To optimize Host-side scheduling, graph mode submits a large task from the CPU once and then executes small kernels in a streaming manner on the device, significantly reducing startup time and device bubbles.

In the xLLM engine, Graph Mode provides the following:

  • Key dynamic dimensions other than num_tokens are treated as whole-graph input parameters, including batch_size, kv_seq_lens, q_seq_lens, block_table_size, and the like, for flexibility. During memory allocation and kernel configuration. At graph launch, the actual values of these parameters are passed so kernels use the correct strides to access data.
  • When some operators do not support graph capture and thus break the full graph, each segment (piece) after the break is captured as a separate graph. This maximizes graph-mode benefits even when the full graph cannot be captured, and is commonly used for prefill and chunked prefill.
  • To avoid waste from separate memory buffers (input, output, and intermediate tensors) per shape, we use an expandable memory pool. Multiple shapes share the pool base address, with different shapes using different offsets from that base.

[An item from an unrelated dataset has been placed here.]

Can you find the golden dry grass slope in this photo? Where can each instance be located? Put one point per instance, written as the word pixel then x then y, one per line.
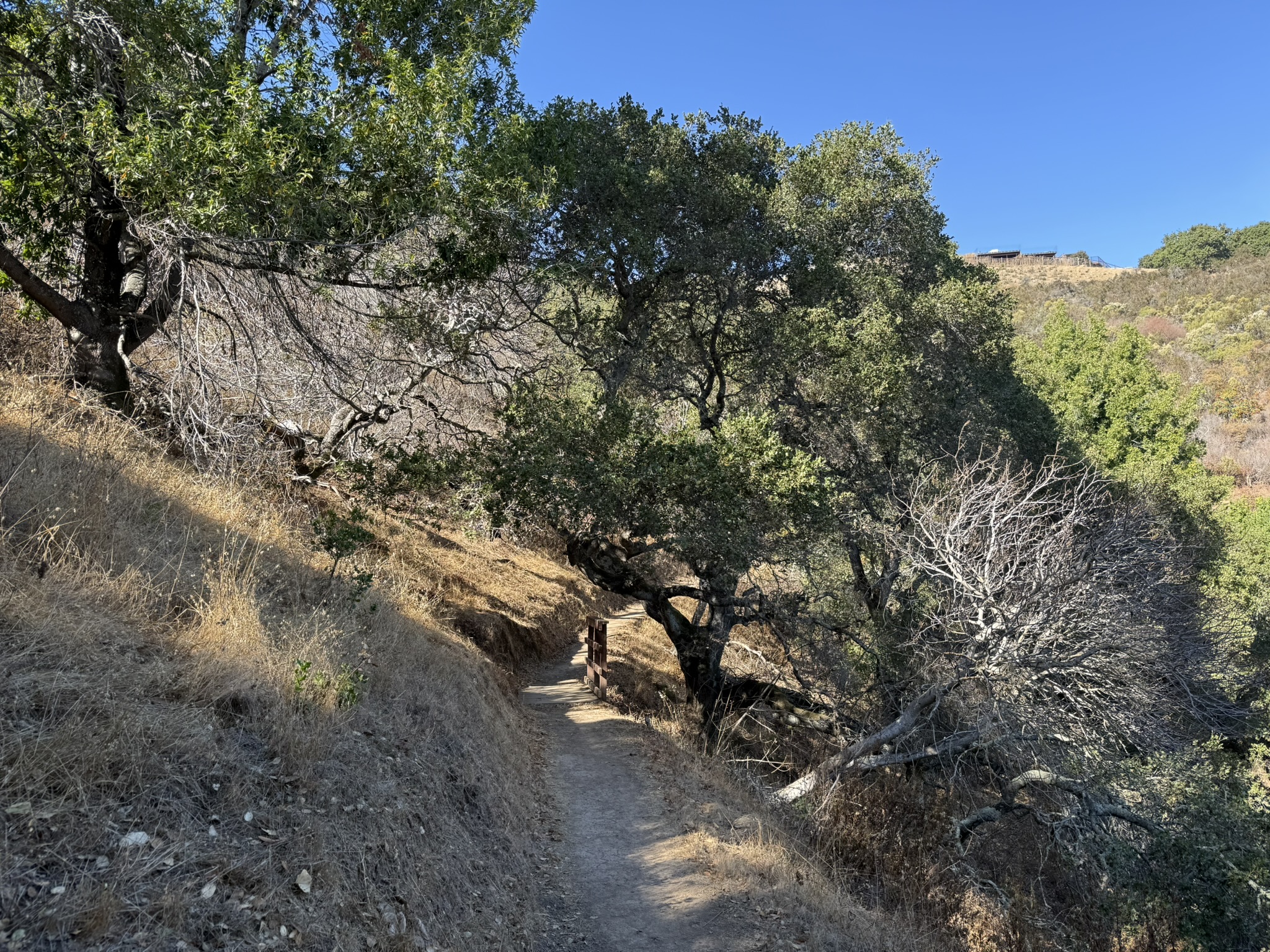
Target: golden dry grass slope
pixel 206 742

These capabilities are implemented inside the xLLM engine and are generally controlled through gflags.

The minimal configuration only needs enable_graph to turn on Graph Mode for the decode phase:

Terminal window
--enable_graph=true

Common companion flags include:

  • enable_graph: enables the base Graph Mode capability for the decode phase
  • enable_prefill_piecewise_graph: enables Piecewise Graph for the prefill phase
  • enable_graph_mode_decode_no_padding: builds decode graphs with the actual num_tokens instead of the padded shape
  • max_tokens_for_graph_mode: limits the maximum number of tokens covered by Graph Mode; 0 means no limit

If you want to enable both decode Graph and prefill Piecewise Graph, use:

Terminal window
--enable_graph=true \
--enable_prefill_piecewise_graph=true \
--max_tokens_for_graph_mode=2048

If you need decode graph capture without padding, add:

Terminal window
--enable_graph=true \
--enable_graph_mode_decode_no_padding=true

For a more complete description of the flags, see CLI Reference.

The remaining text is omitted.